The safety and the efficacy of transcatheter patent foramen ovale (PFO) closure as a secondary prevention measure for patients that have experienced a cryptogenic stroke has been demonstrated in multiple randomized controlled trials. The recently published European guidelines recommend dual antiplatelet therapy (DAPT) for 3-6 months, tailored from aspirin or clopidogrel following the transcatheter PFO closure. However, the extent to which these recommendations are impleme nted in current clinical practice remains uncertain.

This analysis seeks to investigate prevailing trends in the duration and the customization of antithrombotic treatment following transcatheter PFO closure, as observed in contemporary clinical practice.

Consecutively treated patients undergoing transcatheter PFO closure at a tertiary hospital were included in our analysis. We scrutinized baseline demographic details, comorbidities, and pharmaceutical characteristics.

Data on post-closure antithrombotic treatment were available for 71 patients, who were predominantly female (60.6%) and had a mean age of 46.6±4.7 years. Hypertension, dyslipidemia, and diabetes mellitus were present in 22 (30%), 36 (50%), and 6 (8%) patients, respectively. Only one patient had a pre-existing diagnosis of coronary artery disease before the initial event. Following transcatheter PFO closure, all patients received antithrombotic therapy; only two did not receive any antiplatelet agent but were treated solely with a newer anticoagulant. Out of them, the first patient, due to known thrombophilia and high bleeding risk, received only apixaban following the hematologists' consultation. The second one developed atrial fibrillation during the hospitalization for the procedure; therefore, was anticoagulated with rivaroxaban. Consequently, at discharge, 69 patients (97%) were on antiplatelet treatment, 63 (91%) were on DAPT and the remaining six (9%) on a single antiplatelet agent (SAPT). More specifically, out of the patients that were treated with SAPT, one patient has received concomitantly aspirin and NOAC, two only aspirin and the last three were treated with clopidogrel due to aspirin intolerance. Forty-four patients (64%) were treated with DAPT for 3-6 months, two (3%) were treated for less than three months, and the remaining for more than six months. During a mean follow-up of 1,014 ± 462 days, we suspected that a recurrent stroke occurred in one patient, who was discharged with aspirin treatment, 38 months after the procedure.

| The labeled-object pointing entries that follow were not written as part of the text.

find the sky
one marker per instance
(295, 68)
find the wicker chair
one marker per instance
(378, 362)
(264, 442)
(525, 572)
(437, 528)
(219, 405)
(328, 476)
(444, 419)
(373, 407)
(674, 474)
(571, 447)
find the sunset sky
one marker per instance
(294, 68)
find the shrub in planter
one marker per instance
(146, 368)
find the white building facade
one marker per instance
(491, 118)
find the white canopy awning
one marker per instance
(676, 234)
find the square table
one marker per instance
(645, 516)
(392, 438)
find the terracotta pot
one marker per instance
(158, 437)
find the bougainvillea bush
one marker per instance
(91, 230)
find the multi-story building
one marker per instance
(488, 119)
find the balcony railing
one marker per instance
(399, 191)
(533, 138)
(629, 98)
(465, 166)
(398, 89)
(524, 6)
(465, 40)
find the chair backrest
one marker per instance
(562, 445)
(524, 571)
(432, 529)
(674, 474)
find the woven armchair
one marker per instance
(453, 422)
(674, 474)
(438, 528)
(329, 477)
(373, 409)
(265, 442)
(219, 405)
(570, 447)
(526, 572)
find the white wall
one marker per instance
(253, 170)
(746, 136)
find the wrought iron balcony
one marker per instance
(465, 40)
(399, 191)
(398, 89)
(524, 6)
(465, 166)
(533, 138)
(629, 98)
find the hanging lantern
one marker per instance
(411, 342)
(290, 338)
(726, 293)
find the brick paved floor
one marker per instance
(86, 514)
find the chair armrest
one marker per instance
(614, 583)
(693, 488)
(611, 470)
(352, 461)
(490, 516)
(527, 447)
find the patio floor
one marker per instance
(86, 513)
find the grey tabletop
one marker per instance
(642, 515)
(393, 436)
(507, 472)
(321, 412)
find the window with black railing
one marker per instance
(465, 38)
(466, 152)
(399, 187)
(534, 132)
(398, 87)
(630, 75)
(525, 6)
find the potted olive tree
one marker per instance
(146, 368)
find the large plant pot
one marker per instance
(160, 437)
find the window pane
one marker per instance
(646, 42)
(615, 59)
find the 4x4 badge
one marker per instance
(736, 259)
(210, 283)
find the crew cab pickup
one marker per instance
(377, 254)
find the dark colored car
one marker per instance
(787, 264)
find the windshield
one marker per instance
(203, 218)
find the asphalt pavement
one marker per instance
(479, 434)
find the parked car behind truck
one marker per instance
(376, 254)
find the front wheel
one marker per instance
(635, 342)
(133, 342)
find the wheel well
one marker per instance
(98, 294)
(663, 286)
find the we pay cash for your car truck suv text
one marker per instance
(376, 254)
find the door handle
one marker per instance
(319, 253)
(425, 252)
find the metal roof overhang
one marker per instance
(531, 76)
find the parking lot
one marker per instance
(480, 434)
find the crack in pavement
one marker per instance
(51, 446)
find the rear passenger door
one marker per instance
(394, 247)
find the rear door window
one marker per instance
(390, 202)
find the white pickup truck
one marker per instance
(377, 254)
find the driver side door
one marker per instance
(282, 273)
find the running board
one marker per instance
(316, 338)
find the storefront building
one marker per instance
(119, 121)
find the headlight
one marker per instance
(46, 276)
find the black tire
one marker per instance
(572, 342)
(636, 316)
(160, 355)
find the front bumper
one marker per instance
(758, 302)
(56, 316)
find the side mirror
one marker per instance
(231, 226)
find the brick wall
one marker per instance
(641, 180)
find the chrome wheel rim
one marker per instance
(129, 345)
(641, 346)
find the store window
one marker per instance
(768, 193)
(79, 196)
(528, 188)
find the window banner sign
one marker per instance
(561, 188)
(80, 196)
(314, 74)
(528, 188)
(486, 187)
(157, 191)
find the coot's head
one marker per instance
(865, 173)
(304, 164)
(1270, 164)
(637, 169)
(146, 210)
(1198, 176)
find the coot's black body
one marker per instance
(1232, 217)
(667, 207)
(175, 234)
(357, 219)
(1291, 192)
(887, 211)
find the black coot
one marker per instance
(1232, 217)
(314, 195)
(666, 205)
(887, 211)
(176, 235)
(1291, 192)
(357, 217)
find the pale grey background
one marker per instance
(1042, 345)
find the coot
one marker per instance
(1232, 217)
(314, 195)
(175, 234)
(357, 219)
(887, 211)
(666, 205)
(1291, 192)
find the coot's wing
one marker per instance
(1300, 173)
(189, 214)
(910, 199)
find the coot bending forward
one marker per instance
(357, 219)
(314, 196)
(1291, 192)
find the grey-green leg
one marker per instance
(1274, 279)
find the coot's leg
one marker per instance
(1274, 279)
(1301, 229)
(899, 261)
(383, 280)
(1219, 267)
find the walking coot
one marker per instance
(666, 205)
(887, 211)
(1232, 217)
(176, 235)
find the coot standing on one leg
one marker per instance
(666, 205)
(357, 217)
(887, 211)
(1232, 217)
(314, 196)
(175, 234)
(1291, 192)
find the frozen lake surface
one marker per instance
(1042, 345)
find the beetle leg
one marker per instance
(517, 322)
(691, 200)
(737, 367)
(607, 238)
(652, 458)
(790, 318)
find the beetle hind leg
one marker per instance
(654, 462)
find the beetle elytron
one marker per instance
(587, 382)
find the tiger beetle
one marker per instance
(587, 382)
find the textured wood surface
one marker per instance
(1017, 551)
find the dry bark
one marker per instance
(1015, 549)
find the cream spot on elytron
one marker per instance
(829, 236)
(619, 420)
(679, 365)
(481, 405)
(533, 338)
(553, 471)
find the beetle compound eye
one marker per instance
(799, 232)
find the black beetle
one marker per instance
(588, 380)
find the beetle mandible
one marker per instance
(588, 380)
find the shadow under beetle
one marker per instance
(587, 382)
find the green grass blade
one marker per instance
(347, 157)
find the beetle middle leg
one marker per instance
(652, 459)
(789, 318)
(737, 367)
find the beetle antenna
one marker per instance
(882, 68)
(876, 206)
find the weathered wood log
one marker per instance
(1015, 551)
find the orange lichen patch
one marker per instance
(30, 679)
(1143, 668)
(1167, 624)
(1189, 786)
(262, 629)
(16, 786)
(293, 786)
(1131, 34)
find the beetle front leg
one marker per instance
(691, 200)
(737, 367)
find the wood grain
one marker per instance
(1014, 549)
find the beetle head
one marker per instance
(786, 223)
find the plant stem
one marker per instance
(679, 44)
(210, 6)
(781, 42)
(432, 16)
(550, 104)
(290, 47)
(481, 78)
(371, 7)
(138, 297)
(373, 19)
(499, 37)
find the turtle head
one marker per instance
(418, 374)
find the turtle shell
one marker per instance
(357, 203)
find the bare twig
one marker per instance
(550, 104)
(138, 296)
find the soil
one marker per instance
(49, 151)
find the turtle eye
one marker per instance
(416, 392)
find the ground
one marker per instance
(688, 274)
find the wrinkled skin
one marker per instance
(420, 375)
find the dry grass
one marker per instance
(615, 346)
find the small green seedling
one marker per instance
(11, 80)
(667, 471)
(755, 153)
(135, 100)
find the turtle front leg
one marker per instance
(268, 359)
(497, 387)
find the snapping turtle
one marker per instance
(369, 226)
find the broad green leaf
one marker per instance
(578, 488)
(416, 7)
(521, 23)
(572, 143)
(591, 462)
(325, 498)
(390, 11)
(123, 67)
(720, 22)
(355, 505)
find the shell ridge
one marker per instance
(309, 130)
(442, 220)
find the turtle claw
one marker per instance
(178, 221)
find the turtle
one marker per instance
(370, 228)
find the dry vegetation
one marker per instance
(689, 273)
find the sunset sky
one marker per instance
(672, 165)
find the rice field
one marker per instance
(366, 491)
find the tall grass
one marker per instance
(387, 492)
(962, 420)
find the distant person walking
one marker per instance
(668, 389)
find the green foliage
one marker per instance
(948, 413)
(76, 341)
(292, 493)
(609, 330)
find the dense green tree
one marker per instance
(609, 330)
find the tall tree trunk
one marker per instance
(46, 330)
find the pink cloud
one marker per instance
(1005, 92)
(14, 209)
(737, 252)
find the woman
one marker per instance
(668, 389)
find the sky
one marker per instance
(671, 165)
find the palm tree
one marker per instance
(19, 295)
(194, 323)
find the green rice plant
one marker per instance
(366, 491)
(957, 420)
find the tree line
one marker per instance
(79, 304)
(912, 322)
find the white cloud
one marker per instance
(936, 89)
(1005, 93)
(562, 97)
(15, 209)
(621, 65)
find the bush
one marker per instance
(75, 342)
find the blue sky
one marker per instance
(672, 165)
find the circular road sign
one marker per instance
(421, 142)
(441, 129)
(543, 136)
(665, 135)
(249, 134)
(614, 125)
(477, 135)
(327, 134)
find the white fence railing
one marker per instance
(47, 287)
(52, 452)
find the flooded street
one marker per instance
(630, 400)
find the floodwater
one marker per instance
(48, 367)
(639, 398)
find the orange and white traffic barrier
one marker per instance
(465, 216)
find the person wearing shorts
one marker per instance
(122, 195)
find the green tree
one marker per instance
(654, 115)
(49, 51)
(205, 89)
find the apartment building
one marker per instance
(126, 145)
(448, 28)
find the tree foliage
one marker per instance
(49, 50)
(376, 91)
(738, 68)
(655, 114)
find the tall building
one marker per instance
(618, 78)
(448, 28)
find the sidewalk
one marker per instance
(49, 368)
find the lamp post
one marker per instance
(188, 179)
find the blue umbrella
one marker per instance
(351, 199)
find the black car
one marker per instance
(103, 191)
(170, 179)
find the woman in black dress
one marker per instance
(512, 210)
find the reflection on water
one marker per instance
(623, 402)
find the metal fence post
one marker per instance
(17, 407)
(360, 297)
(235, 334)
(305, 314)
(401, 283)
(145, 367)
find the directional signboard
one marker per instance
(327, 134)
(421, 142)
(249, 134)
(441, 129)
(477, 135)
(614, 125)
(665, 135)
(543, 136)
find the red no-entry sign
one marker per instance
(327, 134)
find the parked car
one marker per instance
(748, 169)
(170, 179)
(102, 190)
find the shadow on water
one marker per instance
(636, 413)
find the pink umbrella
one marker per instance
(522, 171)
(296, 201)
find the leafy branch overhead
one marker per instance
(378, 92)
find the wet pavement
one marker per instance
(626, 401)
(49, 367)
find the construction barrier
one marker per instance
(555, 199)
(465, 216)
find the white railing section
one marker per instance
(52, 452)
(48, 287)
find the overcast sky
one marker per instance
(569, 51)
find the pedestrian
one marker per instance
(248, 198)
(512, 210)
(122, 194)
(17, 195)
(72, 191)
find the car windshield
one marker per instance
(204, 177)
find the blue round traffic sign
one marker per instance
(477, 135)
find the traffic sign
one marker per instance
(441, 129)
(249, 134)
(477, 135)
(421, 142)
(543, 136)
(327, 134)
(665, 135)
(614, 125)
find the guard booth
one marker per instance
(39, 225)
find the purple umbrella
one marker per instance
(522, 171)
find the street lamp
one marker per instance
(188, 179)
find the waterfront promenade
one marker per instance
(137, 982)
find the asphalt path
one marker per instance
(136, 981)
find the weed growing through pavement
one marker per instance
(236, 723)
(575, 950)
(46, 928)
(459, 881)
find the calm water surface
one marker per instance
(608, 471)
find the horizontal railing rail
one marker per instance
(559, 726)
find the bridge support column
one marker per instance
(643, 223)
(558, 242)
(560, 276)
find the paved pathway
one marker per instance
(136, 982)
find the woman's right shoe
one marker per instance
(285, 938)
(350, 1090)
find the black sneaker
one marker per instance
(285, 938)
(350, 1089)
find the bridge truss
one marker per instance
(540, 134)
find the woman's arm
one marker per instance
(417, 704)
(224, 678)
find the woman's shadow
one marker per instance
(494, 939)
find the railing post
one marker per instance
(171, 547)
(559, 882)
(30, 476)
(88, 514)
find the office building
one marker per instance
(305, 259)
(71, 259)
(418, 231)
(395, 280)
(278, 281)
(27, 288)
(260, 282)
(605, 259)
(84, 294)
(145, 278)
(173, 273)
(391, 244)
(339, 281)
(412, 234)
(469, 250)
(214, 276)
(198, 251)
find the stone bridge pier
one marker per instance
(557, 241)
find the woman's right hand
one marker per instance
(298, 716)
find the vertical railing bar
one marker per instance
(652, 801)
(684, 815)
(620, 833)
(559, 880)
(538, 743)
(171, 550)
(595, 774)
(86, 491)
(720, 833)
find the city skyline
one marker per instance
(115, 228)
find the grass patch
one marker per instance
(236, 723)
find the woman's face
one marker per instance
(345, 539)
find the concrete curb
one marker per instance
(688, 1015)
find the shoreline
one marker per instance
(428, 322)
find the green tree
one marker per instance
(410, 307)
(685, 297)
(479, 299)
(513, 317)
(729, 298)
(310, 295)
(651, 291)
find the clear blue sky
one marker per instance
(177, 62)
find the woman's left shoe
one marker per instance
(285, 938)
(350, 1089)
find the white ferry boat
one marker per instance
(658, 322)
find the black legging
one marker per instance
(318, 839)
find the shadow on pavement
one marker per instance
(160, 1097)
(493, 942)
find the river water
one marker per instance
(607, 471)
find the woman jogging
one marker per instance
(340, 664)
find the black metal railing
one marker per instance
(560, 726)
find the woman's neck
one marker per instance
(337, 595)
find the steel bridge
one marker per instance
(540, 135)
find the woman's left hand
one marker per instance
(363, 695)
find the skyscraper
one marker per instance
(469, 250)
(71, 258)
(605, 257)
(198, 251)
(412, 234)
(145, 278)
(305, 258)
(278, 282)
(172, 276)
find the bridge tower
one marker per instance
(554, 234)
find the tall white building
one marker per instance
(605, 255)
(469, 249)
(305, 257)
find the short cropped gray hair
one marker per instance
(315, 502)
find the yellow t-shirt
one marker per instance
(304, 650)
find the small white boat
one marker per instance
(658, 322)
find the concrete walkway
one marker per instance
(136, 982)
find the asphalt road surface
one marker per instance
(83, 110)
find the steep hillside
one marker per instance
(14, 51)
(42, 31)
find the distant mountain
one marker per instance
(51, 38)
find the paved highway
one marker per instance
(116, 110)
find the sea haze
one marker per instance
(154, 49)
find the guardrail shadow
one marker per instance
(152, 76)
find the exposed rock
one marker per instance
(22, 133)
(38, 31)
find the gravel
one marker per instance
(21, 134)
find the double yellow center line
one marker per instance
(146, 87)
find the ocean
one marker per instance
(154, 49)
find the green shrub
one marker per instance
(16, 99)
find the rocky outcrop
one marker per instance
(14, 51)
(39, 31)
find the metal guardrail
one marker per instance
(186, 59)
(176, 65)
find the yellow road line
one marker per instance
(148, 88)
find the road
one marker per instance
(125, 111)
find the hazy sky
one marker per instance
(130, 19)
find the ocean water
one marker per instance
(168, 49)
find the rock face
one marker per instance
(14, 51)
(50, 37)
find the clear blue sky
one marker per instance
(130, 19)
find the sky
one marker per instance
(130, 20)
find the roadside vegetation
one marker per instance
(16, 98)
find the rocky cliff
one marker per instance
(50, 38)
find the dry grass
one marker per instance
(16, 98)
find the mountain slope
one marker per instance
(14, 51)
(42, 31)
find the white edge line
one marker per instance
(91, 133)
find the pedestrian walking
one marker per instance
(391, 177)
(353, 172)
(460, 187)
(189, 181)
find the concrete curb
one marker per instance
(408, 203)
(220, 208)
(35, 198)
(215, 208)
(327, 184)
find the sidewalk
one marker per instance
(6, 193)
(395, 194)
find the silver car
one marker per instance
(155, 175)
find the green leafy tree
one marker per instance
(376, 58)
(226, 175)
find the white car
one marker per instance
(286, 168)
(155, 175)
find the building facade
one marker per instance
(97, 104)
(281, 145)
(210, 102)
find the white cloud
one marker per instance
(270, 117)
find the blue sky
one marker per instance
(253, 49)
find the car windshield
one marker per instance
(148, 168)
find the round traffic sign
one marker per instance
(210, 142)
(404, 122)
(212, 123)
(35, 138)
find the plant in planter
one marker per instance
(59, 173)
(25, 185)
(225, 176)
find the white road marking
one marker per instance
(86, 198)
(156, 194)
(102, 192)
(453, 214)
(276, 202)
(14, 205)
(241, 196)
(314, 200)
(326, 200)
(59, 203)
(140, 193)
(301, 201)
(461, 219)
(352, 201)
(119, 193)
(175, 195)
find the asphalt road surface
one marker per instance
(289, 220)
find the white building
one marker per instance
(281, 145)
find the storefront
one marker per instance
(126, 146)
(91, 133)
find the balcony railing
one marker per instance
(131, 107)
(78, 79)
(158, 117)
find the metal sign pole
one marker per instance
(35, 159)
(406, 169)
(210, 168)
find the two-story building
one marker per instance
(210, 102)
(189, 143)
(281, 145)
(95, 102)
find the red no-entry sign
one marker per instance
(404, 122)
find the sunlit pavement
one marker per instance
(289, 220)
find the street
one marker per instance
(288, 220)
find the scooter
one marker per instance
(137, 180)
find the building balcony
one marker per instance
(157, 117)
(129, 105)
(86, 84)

While current guidelines recommend 3-6 months of DAPT after PFO closure, our analysis indicates that physicians generally adhere to these recommendations. Deviations from the guidelines are primarily attributed to specific patient clinical situations. Further studies are warranted to determine the optimal duration of antithrombotic treatment after PFO closure and enhance physician compliance with guidelines.